From my understanding, I think you mean that TypeScript treats enum
as equivalent to string
.
However, in my projects I have to use the enum values to assign to a variable with corresponding enum type.
E.g:
enum Color {
RED = 'RED',
GREEN = 'GREEN',
BLUE = 'BLUE'
}
const color1: Color = Color.RED; // this one is ok
const color2: Color = 'RED'; // TypeScript complains in this case
however, compare enum value with string is ok
switch (color1) {
case 'RED': // fine
case Color.R: // fine
case 'YELLOW': { // TypeScript complains in this case
break;
}
default: {
break;
}
}
I'm not sure whether if it's due to some different in tsconfig.json
file or not.
The reason why I need to clarify this is because there is a catch here: keyof typeof enum
refers to the keys of that enum, not the actual value. Therefore, it only works when the enum's keys are the same as its values.
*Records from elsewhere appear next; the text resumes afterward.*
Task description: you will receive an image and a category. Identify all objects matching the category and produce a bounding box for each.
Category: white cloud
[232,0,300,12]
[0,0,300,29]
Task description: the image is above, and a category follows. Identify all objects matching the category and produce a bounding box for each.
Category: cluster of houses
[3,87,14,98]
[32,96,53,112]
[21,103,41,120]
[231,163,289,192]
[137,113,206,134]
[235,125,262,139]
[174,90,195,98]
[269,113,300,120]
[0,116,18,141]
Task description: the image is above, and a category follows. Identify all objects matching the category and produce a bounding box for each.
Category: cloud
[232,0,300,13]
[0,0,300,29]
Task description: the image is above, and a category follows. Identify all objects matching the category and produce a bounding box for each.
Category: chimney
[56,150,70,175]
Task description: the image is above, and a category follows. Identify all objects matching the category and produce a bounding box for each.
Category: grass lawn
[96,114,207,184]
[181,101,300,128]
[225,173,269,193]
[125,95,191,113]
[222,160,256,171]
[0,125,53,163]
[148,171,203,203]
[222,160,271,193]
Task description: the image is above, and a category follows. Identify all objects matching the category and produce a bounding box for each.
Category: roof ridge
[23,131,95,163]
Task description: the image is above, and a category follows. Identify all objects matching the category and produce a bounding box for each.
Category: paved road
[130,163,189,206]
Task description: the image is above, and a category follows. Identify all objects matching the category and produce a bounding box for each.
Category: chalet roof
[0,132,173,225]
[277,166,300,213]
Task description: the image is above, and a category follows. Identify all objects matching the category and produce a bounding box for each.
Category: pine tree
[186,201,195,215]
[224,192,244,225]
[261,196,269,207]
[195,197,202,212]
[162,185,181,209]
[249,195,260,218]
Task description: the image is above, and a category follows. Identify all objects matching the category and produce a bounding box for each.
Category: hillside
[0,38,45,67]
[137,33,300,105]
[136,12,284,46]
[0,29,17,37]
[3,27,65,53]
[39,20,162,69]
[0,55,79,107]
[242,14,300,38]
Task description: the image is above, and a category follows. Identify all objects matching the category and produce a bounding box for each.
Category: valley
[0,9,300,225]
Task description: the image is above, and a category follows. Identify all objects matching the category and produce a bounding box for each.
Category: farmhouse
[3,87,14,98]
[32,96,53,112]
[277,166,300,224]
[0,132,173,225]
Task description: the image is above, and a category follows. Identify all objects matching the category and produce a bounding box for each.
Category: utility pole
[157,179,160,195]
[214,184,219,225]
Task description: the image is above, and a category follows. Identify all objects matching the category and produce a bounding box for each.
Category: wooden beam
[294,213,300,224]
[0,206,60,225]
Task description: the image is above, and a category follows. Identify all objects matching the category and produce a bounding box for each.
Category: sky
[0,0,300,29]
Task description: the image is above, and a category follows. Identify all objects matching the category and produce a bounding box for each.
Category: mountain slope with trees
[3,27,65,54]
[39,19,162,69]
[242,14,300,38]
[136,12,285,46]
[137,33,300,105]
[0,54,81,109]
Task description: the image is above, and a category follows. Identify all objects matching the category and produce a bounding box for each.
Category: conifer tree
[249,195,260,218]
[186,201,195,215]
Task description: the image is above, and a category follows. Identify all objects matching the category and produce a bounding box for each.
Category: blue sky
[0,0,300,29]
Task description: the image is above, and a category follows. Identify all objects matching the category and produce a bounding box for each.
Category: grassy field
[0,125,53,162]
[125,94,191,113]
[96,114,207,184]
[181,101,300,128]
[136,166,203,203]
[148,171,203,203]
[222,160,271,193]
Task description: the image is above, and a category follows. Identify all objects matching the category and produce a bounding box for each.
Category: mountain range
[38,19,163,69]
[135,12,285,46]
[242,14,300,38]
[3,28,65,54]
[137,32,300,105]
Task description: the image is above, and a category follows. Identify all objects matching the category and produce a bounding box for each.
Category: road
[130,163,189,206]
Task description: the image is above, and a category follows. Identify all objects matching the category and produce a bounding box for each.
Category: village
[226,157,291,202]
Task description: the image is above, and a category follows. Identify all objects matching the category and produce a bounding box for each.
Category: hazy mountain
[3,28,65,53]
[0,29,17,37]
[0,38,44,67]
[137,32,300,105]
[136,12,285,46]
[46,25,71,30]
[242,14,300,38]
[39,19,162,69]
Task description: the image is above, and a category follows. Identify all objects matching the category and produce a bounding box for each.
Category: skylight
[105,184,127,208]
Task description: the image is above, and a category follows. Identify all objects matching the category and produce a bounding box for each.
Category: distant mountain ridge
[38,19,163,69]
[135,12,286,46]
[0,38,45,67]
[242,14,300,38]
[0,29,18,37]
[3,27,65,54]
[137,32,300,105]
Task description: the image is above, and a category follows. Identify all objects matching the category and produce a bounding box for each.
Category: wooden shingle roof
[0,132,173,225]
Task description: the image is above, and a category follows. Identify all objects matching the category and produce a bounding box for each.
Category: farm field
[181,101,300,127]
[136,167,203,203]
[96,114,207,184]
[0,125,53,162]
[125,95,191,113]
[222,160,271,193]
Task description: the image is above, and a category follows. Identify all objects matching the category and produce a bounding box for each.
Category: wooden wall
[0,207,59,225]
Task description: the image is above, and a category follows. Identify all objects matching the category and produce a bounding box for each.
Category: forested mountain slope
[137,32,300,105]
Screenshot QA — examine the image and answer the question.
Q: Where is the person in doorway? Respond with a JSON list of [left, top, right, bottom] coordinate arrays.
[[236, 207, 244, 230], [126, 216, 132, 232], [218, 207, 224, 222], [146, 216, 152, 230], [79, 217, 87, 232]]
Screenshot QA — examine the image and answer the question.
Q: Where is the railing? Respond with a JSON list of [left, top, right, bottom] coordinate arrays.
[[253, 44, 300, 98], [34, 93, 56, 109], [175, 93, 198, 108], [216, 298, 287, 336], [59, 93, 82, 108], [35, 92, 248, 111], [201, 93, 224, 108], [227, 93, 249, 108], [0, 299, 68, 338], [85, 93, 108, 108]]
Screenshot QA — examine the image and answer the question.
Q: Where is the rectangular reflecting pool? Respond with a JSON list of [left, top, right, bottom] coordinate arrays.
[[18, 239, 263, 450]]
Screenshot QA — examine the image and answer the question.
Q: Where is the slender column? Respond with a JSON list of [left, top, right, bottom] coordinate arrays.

E.g:
// note that the enum keys were changed to R/G/B instead of RED/GREEN/BLUE
enum Color {
R = 'RED',
G = 'GREEN',
B = 'BLUE'
}
const color1: Color = Color.R;
console.log(color1); // RED
const color2: keyof typeof Color = 'R'; // assign 'RED' will make TypeScript complains
console.log(color2); // R
This catch is not a problem in this library since the enum keys and values are always the same. However, it could lead to some troubles in the future :) Maybe we could wrap your implementation in a config option?
Enum types in TypeScript are not actually just the enum values. The types land up being restricted to
string
internally rather than the actual values. This makes the types a little stricter.